Il sesso è dappertutto, questo è noto. Sarebbe ipocrita pensare che non ci sia in Vaticano, perché fa parte della vita degli individui. Queste cose non si decidono a tavolino. Non sono interessato a fare qualcosa di provocatorio, irriverente o trasgressivo. È un gioco che si è fatto per tanto tempo, un gioco troppo semplice, antico e infantile. Poi, accanto all’erotismo, ci sono le richieste e le rivendicazioni delle suore nei confronti degli alti prelati per una maggiore parità, rivendicazioni espresse nei confronti del segretario di stato e poi del papa. E’ uno scenario verosimile. La parità sarà la prossima grande questione all’interno della Chiesa cattolica, dopo la pedofilia. È un processo irreversibile, come nel nostro vivere comune, nelle relazioni tra uomo e donna. La Chiesa arriva sempre un po’ dopo. Il Vaticano è un mondo chiuso e maschile, ma tutte le volte che mi sono potuto aggrappare al femminile nel racconto l’ho fatto.
C’è una differenza sostanziale nella scrittura di una serie rispetto alla scrittura di un film?
Dipende dallo sceneggiatore. Io tendo a scrivere più di quanto serva, quando scrivo per un film mi devo trattenere, però quando scrivo una serie mi devo un po’ sforzare. Credo che un film di tre ore sia la mia misura ideale.

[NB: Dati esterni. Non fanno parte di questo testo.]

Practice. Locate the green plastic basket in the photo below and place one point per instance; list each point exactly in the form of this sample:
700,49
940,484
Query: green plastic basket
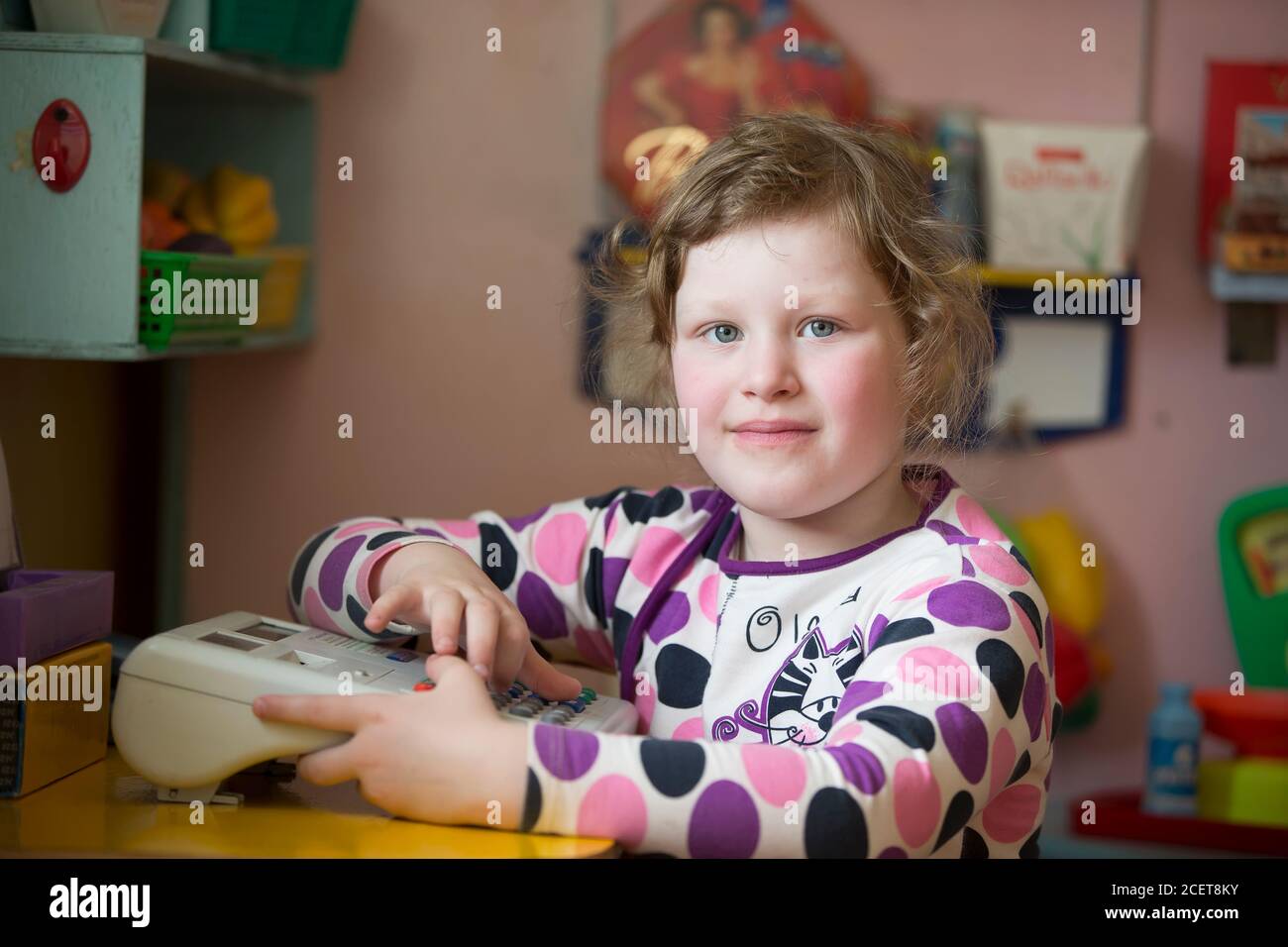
159,331
308,34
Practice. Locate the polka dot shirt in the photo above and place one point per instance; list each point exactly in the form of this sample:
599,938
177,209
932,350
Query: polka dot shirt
890,701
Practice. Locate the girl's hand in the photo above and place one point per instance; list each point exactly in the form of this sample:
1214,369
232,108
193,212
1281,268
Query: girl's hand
438,586
437,757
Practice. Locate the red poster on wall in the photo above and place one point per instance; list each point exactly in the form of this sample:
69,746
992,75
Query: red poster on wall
683,78
1245,137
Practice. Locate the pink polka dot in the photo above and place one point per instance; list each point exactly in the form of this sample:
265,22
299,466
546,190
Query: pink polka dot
921,587
592,647
931,673
1012,815
1004,762
975,521
657,549
915,801
559,545
1021,616
360,527
613,808
317,612
844,735
999,564
465,528
690,729
776,772
707,592
645,703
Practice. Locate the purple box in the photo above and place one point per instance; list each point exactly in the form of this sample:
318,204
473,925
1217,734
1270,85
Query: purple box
44,612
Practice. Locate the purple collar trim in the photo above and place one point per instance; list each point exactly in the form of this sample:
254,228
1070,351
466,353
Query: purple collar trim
943,482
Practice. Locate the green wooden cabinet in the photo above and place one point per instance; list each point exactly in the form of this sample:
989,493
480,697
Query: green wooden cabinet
69,262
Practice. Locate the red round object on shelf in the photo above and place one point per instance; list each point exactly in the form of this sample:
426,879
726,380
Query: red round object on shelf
60,134
1254,720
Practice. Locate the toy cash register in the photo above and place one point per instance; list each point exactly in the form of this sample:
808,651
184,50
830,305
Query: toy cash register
183,716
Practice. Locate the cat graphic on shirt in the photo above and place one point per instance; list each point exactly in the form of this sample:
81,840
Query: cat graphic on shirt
803,696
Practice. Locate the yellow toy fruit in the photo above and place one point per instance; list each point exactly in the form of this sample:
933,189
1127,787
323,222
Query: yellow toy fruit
165,183
1074,591
196,210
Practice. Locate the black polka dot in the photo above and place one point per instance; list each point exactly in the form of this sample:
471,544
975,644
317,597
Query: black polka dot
1029,609
382,538
301,565
907,725
682,677
903,630
835,826
622,622
500,573
531,802
603,500
973,844
640,508
1030,848
1021,767
1005,671
673,766
593,585
960,810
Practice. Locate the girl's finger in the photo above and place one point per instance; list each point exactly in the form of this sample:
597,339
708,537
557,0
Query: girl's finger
398,599
482,624
331,766
445,620
511,650
548,681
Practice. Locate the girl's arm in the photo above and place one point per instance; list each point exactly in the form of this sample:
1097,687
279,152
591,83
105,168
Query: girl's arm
902,772
561,566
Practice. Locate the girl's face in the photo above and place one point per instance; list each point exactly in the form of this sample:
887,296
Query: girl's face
828,368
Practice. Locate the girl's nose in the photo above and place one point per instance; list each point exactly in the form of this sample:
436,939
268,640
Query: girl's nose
771,371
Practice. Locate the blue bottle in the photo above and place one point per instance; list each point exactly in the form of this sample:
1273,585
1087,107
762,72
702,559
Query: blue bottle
1171,779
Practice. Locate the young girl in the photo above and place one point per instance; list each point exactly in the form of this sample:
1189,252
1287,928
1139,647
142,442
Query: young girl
833,651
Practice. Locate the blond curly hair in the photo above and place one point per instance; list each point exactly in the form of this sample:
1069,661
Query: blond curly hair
785,166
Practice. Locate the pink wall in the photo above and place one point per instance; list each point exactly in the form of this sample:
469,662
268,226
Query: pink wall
477,169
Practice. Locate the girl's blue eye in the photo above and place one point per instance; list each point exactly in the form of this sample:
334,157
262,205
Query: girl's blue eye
716,329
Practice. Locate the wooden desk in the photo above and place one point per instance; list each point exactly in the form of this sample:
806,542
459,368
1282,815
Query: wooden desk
107,810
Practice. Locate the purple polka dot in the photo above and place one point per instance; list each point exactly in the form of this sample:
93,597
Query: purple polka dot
858,693
724,822
966,738
1034,696
540,608
566,753
516,523
334,570
613,571
951,534
875,631
859,766
969,604
671,617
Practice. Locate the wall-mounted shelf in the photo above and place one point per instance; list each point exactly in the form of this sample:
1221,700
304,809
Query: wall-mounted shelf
69,262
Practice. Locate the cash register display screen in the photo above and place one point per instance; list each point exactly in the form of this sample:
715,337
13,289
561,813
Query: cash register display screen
230,642
266,633
1263,544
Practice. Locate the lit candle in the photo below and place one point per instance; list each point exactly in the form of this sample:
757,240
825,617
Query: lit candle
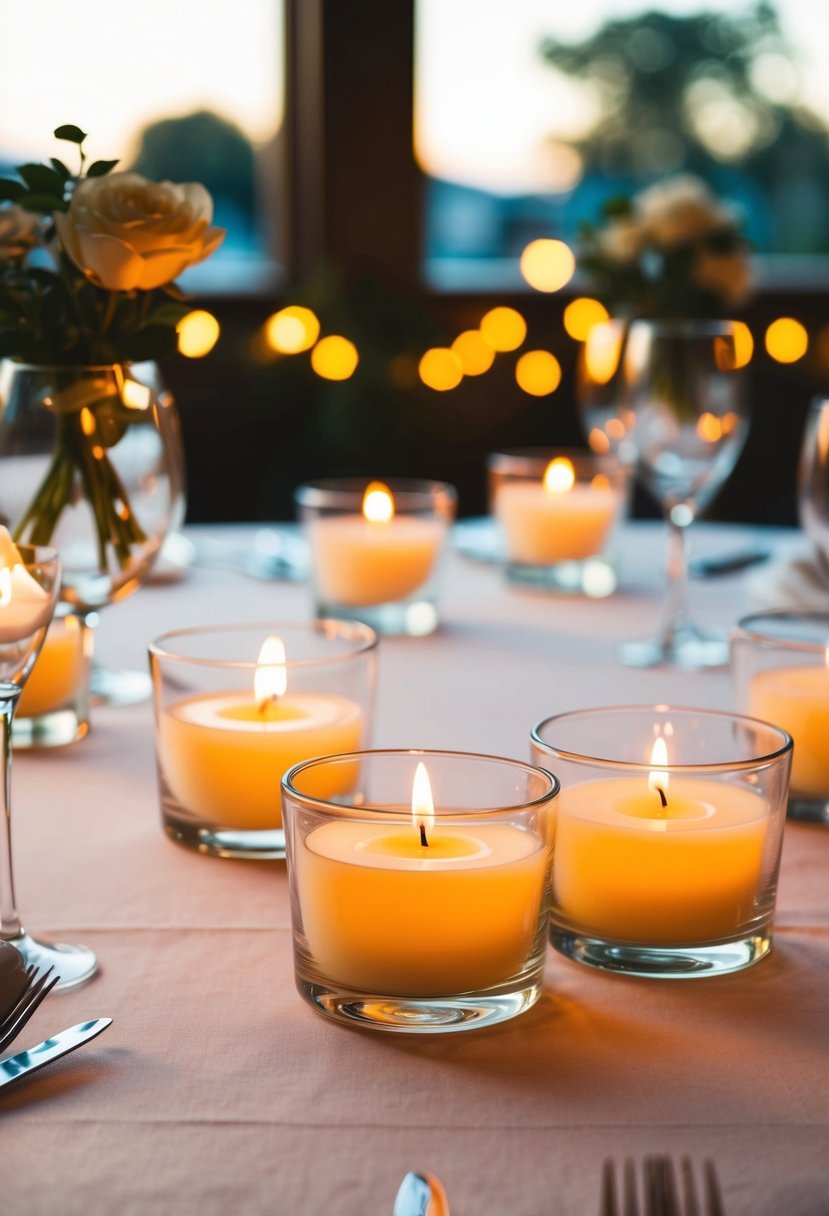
376,557
223,755
24,606
667,861
60,669
798,701
427,910
558,518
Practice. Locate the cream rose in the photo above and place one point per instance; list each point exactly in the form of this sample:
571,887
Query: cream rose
125,232
18,230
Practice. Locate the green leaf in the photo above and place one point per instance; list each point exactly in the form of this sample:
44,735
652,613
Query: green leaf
41,179
11,190
73,134
99,168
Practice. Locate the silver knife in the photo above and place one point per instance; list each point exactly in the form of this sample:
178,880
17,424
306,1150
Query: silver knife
16,1067
421,1194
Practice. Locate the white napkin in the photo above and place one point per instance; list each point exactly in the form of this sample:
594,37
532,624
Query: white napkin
795,580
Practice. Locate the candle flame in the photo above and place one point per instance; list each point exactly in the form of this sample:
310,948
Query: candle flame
658,776
378,502
271,676
559,476
423,808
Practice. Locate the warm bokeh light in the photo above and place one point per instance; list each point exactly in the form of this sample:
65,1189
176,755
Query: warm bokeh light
474,352
743,344
539,372
198,333
503,328
603,348
292,330
559,476
787,339
581,315
547,265
598,442
334,358
709,428
378,502
440,369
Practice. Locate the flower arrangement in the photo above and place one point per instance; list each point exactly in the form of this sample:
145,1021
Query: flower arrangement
671,251
88,268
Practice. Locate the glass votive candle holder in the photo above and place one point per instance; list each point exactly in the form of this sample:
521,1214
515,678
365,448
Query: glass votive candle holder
419,898
780,674
558,512
236,705
376,549
667,839
52,709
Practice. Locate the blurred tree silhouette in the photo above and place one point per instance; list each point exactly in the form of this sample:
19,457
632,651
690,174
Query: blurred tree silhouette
711,94
202,147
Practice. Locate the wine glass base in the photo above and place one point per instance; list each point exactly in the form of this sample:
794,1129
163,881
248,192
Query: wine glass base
689,648
119,687
73,964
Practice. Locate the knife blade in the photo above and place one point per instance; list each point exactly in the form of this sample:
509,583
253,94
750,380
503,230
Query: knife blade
421,1194
24,1063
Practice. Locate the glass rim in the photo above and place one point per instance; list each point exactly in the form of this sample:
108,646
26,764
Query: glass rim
714,766
364,636
743,630
404,815
348,491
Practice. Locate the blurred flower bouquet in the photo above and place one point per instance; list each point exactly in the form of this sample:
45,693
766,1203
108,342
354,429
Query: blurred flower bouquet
88,263
671,251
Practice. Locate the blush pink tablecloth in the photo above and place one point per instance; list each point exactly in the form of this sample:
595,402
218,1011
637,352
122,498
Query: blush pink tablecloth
216,1090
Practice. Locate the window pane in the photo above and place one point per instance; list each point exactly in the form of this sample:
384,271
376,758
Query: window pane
175,89
530,114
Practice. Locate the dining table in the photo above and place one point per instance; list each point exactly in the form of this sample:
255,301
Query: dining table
216,1090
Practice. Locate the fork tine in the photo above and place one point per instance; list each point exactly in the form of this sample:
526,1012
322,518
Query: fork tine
37,992
712,1194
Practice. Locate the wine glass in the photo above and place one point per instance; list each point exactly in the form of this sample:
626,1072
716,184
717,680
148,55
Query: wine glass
686,426
813,480
29,583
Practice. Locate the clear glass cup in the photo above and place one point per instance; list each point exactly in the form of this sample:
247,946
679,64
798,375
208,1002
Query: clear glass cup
52,710
419,910
29,581
813,479
558,513
373,559
231,719
684,426
780,674
667,839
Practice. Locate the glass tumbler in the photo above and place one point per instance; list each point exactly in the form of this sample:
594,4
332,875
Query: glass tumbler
780,673
419,887
376,550
667,839
558,512
236,705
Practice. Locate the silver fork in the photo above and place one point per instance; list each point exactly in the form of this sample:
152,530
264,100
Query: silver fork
37,988
663,1194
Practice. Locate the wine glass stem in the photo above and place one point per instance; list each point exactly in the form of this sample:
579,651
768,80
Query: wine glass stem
676,592
10,924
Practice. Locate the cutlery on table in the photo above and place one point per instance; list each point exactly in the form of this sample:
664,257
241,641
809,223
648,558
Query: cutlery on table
663,1193
421,1194
20,1065
35,988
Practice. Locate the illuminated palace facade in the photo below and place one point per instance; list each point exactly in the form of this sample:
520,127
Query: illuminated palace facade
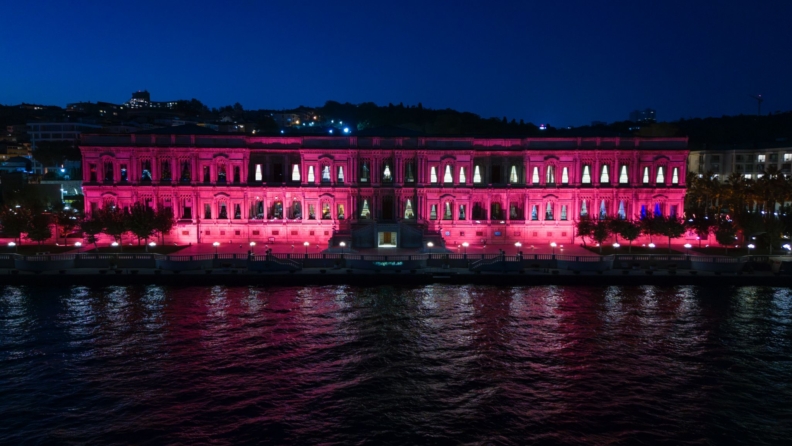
383,191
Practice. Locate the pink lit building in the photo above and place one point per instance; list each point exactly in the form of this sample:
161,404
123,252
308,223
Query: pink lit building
383,191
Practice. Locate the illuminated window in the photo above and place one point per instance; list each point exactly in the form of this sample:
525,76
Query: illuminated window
586,178
604,175
623,179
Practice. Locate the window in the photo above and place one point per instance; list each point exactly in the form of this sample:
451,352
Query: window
476,174
623,179
604,175
408,210
586,178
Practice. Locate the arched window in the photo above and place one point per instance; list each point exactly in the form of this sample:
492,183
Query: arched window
408,212
623,179
476,175
513,175
604,174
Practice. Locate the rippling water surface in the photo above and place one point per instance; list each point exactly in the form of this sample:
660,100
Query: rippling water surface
437,365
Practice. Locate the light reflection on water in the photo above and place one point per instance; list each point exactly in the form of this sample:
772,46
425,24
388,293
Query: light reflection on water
443,364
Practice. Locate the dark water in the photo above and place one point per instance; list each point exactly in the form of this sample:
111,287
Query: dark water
432,365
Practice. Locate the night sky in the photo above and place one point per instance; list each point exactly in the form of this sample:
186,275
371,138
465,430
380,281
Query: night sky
563,63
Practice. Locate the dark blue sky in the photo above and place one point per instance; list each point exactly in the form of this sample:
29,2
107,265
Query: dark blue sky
563,62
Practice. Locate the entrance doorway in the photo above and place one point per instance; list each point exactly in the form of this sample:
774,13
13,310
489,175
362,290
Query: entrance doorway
386,240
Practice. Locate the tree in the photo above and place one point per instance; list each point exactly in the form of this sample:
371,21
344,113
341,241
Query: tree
630,231
164,222
725,233
141,221
39,229
672,228
600,232
92,226
584,227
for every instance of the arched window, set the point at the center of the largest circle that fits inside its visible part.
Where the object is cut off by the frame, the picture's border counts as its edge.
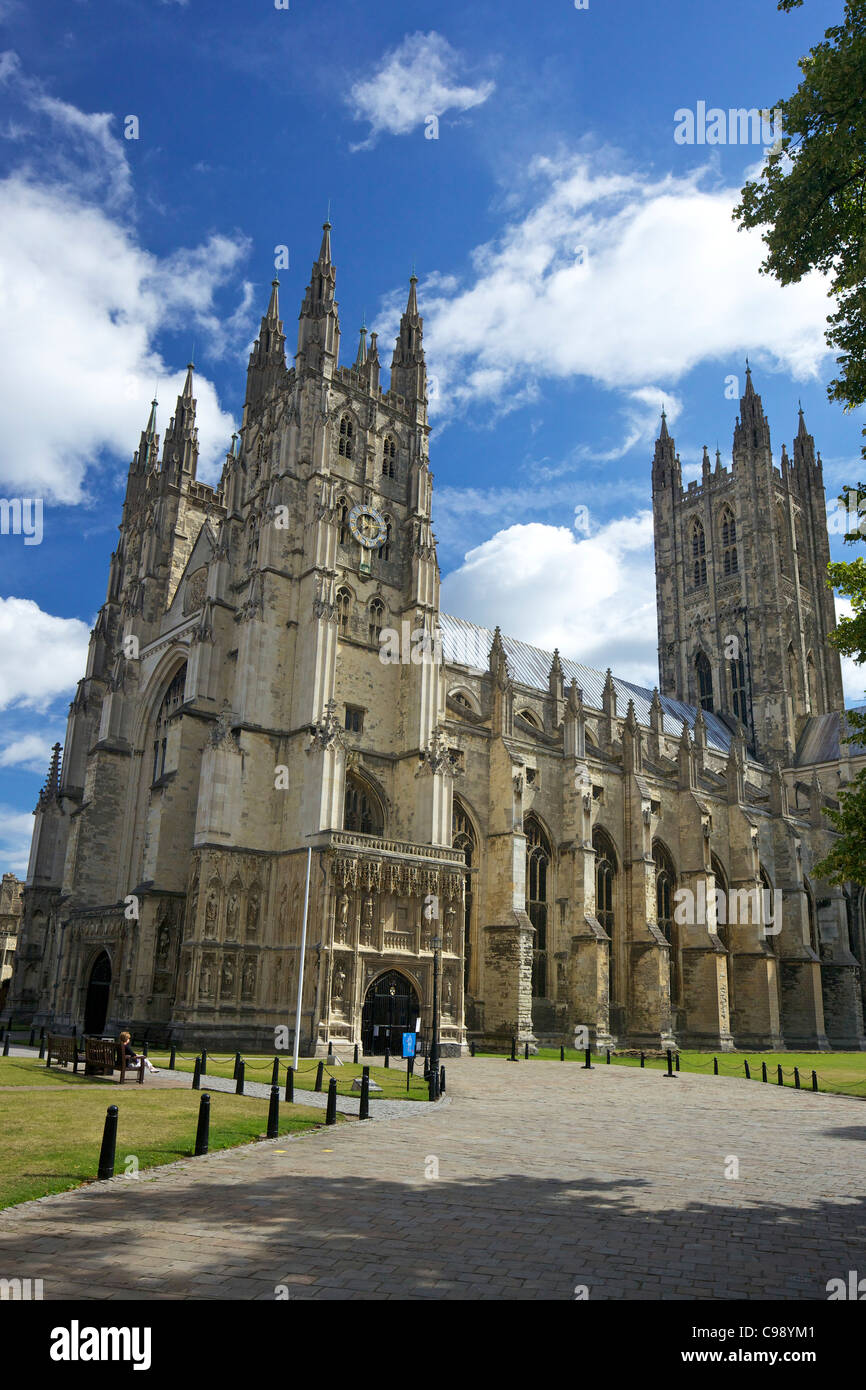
(538, 863)
(666, 887)
(362, 811)
(705, 681)
(171, 699)
(389, 453)
(376, 620)
(738, 694)
(346, 434)
(342, 512)
(463, 837)
(698, 553)
(344, 609)
(730, 563)
(605, 901)
(812, 684)
(781, 534)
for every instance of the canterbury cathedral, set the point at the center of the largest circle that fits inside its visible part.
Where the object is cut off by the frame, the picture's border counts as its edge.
(275, 713)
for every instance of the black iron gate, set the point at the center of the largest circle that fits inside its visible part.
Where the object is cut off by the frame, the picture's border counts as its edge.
(391, 1008)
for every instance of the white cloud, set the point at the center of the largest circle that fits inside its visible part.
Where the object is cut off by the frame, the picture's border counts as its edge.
(622, 278)
(15, 834)
(416, 79)
(43, 656)
(591, 597)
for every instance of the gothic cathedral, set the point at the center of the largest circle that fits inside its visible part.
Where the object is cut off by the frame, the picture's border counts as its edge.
(275, 710)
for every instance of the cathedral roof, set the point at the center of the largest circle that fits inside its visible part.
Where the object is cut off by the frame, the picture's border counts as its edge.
(822, 741)
(467, 644)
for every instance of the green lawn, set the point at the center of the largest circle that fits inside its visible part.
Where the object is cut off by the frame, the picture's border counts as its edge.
(50, 1139)
(257, 1068)
(844, 1073)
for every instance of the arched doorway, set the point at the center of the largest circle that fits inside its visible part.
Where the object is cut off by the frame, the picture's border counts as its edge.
(96, 1002)
(391, 1008)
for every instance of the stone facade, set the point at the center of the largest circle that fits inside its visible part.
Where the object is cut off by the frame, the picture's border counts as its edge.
(275, 713)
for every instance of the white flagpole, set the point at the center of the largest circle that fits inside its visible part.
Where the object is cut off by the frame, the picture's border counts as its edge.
(303, 954)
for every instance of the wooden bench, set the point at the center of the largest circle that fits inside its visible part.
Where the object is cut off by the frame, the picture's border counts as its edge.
(103, 1055)
(64, 1050)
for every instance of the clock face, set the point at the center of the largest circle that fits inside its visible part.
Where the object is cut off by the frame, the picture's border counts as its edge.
(367, 526)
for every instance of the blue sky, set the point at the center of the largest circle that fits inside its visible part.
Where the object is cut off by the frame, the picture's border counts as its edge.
(577, 267)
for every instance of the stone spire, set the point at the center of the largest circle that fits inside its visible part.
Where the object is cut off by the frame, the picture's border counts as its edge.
(407, 366)
(181, 448)
(319, 320)
(267, 366)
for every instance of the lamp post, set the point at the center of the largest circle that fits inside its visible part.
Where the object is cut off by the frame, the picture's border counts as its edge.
(434, 1048)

In questa nuova stagione sono entrati elementi di forte attualità, come il terrorismo islamico e l’immigrazione. Come mai?
Cambiano i papi e quindi anche l’atteggiamento verso il mondo. Qui abbiamo un pontefice che dice: apriamo le porte ai poveri e quindi era naturale ricorrere all’attualità e parlare anche di immigrazione.
Quale caratteristica del nuovo papa la colpisce maggiormente?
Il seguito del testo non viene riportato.